Par ailleurs, restreindre cette taxe aux concessions conclues avec l’Etat (autoroutes ou aéroports par exemple) contreviendrait au principe d’égalité estime le Conseil d’Etat. Le cas échéant, la nouvelle contribution devra viser tous contrats de concession, y compris ceux conclus avec les collectivités territoriales.

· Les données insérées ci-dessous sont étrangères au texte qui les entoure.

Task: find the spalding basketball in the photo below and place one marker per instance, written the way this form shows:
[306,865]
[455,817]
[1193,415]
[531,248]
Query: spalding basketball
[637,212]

La rentabilité en question
Si l’Etat envisage de taxer les concessionnaires d’autoroute, c’est parce qu’ils bénéficieraient d’une rentabilité excessive. Autre solution étudiée face à ce déséquilibre supposé : résilier le contrat. Reprenant les termes d’un précédent avis rendu en 2015, le Conseil d’Etat relève qu’une telle résiliation pourrait être envisagée si les bénéfices deviennent importants au point que la « durée [de contrat] initialement convenue n’aurait plus de sens ». Il ajoute aujourd’hui que l’évolution des bénéfices du concessionnaire doit être « particulièrement importante et durable » et doit conduire à « une altération profonde et irréversible de l’équilibre économique de la concession ».

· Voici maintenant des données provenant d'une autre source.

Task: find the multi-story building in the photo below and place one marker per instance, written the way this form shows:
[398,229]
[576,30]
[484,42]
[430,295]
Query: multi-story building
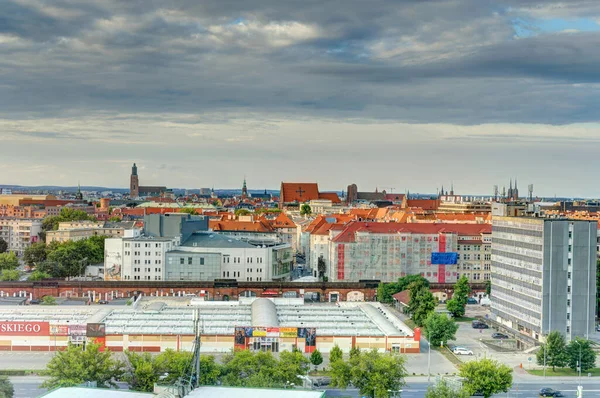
[139,258]
[543,275]
[19,233]
[239,260]
[388,251]
[79,230]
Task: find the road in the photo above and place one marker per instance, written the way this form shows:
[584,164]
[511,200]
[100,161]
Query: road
[521,390]
[27,386]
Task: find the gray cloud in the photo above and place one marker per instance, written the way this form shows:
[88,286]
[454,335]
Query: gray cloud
[229,75]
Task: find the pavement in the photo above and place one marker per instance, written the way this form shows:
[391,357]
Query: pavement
[417,389]
[27,386]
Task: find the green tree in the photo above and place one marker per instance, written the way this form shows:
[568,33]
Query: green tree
[75,366]
[462,290]
[38,276]
[35,253]
[143,373]
[189,210]
[376,375]
[6,388]
[8,261]
[421,303]
[335,353]
[248,369]
[444,390]
[385,291]
[145,369]
[485,376]
[305,210]
[48,300]
[10,275]
[581,347]
[316,358]
[439,329]
[555,351]
[210,370]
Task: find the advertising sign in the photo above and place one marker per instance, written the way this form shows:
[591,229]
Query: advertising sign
[77,330]
[17,328]
[272,332]
[444,258]
[96,330]
[259,331]
[288,332]
[59,330]
[310,338]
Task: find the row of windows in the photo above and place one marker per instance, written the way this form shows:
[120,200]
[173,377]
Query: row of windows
[157,245]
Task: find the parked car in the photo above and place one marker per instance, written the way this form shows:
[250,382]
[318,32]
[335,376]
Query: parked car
[462,351]
[549,392]
[479,325]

Que l’Etat ne puisse pas reprendre ce qu’il a accordé dans le contrat paraît logique
— Jean-Vianney d’Halluin
A cet égard, l’avis insiste à nouveau sur la nécessité de prendre en compte le transfert de risque dans l’analyse de la rentabilité d'une concession. Elle ne pourrait pas être qualifiée d'excessive du seul fait que les bénéfices importants dégagés par le concessionnaire découlent uniquement des optimisations qu’il a pu opérer compte tenu de la conjoncture économique. Le titulaire peut légitimement espérer dégager des bénéfices, « au regard du risque de pertes [qu’il] a accepté de courir en contrepartie des possibilités de gains que peut lui procurer une situation économique favorable ». « Que l’Etat ne puisse pas reprendre ce qu’il a accordé dans le contrat paraît logique » estime Jean-Vianney d’Halluin.
Résilier le contrat : pas si simple
En tout état de cause, le Conseil d’Etat ne semble pas considérer la résiliation pour motif d’intérêt général comme étant la meilleure solution au regard notamment de la durée restante relativement courte des contrats de concession les plus anciens. Il relève également que ce choix requiert « une préparation sérieuse » et implique que l’exécutif « ait déjà envisagé l’organisation future du service public et qu’il en ait défini le modèle ».
Il alerte en outre sur la clause dite de rachat introduite dans les concessions d’autoroute qui prévoit l’indemnisation du concessionnaire en cas de résiliation anticipée. Et Jean-Vianney d’Halluin de conclure : « L’Etat peut tout mais l’Etat paiera ».